Fact is people keep trying... and stop feeding the mechanisms of fear and control.

Maybe that's a naive view, but everything else looks like "more of the same" to me.

Peace Brother and keep singing and speaking. We need your voice and insights more than ever!

joni

Ian McFeron said...

An interesting perspective- one that I am sure is shared by many of us that "feel the Bern". I agree that the Democrats are not as progressive as their campaign slogans would lead us to believe they are, and I have been disappointed by both the Clinton and Obama administration's corporate kowtowing, war-mongering, and destructive environmental policies. That's why I put my hope in the Sanders campaign, as faint as that glimmer of hope may have been it felt good to vote for a politician who seemed to really believe in his campaign platform. But I would disagree with the assertion that Democrats and Republicans are the same, simply because they cross over into spaces of "shared immorality". There are many stark differences in the way that Democrats and Republicans structure their moral beliefs, their political platforms, and their cabinets, and though these differences aren't as numerous as I wish they were, they are important nonetheless. It is an act of cynicism, in my view, to throw ones hands in the air and say they are both the same simply because they are imperfect and even destructive in many of the same ways. Within the current system- dominated by corporate greed, gerrymandering, Citizens United, and the unbalanced allocation of Electors among other problems- the change we can affect is largely small and incremental.

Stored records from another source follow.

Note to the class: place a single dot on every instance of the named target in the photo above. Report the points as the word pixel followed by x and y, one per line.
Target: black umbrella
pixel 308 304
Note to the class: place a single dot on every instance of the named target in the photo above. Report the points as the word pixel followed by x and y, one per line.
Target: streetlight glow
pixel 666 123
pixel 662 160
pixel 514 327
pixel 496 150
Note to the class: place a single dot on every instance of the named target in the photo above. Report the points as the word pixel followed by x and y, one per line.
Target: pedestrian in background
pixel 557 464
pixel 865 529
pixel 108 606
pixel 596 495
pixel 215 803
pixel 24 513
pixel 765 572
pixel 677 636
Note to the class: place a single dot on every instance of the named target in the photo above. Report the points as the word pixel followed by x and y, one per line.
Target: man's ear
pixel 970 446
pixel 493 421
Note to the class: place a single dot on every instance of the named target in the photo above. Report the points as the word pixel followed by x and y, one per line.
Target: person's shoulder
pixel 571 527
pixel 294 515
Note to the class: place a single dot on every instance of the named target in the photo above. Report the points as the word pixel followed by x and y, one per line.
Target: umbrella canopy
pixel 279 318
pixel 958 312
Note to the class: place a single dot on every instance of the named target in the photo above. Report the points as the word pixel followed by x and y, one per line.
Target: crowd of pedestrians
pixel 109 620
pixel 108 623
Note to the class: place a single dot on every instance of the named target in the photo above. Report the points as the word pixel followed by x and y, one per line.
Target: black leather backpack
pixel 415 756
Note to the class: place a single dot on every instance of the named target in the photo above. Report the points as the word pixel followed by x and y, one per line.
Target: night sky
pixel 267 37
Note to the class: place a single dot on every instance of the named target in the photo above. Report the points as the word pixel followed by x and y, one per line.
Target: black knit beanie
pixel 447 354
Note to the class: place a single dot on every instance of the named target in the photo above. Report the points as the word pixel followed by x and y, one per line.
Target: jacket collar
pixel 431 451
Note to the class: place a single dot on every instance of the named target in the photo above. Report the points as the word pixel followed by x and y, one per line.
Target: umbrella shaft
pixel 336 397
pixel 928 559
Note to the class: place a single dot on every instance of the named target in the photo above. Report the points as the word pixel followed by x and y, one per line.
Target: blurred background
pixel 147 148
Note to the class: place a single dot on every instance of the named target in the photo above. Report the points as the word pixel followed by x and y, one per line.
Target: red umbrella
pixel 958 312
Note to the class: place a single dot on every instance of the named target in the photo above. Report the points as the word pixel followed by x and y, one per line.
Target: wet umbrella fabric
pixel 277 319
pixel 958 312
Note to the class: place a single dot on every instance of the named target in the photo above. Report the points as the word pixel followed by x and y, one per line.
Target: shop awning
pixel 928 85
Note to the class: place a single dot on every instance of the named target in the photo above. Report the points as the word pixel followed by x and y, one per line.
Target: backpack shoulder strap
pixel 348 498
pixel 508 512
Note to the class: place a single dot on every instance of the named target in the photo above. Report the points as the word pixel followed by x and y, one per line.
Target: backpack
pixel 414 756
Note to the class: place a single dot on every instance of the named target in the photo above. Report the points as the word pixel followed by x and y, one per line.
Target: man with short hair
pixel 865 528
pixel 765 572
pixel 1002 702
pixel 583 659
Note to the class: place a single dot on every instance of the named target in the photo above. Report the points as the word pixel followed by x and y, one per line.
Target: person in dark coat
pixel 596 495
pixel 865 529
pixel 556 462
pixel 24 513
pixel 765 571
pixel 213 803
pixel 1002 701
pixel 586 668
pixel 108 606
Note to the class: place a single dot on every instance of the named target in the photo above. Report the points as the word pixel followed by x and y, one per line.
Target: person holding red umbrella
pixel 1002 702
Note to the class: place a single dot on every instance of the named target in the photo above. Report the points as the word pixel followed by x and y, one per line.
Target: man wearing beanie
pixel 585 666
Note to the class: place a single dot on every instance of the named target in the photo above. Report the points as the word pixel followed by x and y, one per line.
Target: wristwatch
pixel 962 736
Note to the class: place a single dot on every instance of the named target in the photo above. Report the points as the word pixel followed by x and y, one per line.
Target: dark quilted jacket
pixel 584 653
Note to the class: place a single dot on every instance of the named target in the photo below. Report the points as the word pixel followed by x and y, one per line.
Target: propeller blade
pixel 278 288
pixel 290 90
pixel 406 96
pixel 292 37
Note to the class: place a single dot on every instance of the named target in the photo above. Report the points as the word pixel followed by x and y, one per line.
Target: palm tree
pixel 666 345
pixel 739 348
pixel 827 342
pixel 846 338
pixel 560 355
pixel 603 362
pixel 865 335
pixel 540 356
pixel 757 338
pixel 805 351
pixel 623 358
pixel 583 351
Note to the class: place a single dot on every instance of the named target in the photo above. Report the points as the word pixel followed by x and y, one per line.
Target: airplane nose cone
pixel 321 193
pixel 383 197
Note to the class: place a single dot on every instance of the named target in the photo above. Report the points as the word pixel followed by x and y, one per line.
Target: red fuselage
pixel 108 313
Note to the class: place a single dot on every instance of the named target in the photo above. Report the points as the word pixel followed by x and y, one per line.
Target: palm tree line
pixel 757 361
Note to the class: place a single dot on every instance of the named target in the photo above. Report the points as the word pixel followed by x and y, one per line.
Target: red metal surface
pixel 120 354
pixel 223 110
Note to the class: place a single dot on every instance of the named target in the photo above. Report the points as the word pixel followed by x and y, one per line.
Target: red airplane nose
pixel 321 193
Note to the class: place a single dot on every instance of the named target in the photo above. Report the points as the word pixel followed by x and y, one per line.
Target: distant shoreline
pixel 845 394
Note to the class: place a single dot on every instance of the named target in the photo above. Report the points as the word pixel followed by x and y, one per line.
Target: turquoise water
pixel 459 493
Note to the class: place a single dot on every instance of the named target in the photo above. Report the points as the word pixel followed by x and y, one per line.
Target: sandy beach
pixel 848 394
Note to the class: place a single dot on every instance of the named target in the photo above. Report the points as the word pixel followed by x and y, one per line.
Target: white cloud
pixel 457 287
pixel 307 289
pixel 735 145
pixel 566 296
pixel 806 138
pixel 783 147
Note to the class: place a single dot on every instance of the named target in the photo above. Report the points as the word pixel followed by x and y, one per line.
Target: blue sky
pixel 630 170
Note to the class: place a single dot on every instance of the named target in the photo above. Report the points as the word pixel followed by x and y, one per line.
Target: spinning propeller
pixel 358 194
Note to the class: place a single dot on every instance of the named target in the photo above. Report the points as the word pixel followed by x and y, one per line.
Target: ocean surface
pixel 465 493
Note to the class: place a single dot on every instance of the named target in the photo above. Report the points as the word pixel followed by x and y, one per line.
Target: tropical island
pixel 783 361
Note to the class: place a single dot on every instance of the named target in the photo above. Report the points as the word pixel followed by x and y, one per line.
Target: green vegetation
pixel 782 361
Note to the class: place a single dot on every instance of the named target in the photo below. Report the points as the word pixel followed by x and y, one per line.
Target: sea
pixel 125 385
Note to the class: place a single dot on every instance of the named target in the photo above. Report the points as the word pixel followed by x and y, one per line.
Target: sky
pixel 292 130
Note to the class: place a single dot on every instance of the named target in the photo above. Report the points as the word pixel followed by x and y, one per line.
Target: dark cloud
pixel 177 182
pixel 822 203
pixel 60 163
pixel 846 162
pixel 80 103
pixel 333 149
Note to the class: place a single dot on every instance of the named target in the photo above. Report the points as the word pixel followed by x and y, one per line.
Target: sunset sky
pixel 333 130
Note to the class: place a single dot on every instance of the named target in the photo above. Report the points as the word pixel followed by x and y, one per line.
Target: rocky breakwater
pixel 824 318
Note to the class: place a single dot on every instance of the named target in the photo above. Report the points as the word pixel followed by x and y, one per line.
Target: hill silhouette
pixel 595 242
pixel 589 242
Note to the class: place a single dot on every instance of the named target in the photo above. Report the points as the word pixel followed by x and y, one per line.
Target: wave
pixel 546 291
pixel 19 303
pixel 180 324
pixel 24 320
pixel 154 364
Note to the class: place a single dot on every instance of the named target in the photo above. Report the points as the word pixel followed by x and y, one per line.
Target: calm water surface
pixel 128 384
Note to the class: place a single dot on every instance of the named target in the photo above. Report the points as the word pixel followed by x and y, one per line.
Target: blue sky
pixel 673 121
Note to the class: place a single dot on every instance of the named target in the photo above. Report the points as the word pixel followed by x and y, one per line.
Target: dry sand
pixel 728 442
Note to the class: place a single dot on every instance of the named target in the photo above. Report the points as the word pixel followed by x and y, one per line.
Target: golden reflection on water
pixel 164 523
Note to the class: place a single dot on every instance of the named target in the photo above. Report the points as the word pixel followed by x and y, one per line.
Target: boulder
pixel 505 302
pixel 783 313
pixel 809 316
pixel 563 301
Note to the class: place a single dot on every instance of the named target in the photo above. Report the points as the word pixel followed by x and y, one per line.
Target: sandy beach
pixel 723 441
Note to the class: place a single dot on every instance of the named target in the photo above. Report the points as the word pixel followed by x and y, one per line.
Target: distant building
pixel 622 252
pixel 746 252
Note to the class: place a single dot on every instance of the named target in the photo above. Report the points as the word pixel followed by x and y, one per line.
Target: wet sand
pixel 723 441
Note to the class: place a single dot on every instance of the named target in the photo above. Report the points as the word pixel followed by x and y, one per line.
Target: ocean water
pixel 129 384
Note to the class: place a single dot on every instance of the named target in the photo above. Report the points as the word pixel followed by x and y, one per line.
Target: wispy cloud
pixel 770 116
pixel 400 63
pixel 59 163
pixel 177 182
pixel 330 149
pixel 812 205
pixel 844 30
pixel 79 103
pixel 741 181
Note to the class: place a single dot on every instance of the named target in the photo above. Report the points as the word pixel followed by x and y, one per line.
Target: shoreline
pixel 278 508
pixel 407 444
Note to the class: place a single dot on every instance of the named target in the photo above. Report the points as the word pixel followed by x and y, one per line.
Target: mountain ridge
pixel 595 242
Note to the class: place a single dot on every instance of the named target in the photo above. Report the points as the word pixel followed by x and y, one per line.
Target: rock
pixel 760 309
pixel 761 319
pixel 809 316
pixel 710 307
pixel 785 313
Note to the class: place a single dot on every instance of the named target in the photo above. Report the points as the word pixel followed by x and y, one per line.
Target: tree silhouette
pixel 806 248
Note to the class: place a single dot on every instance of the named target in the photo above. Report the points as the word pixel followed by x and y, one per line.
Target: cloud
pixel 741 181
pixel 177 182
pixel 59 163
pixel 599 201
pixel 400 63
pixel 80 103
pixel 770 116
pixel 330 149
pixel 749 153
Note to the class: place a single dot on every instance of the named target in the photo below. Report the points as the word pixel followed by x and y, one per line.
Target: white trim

But those changes are real nonetheless, and they are largely born out of those few but very important differences that exist between the political parties. I agree with you that greater changes can be affected through local movements aimed at state and city governments. But we can't forget about our responsibility to hold the federal government to account. There is real power there, and a strike of the pen can affect hundreds of thousands if not millions or even billions of human lives.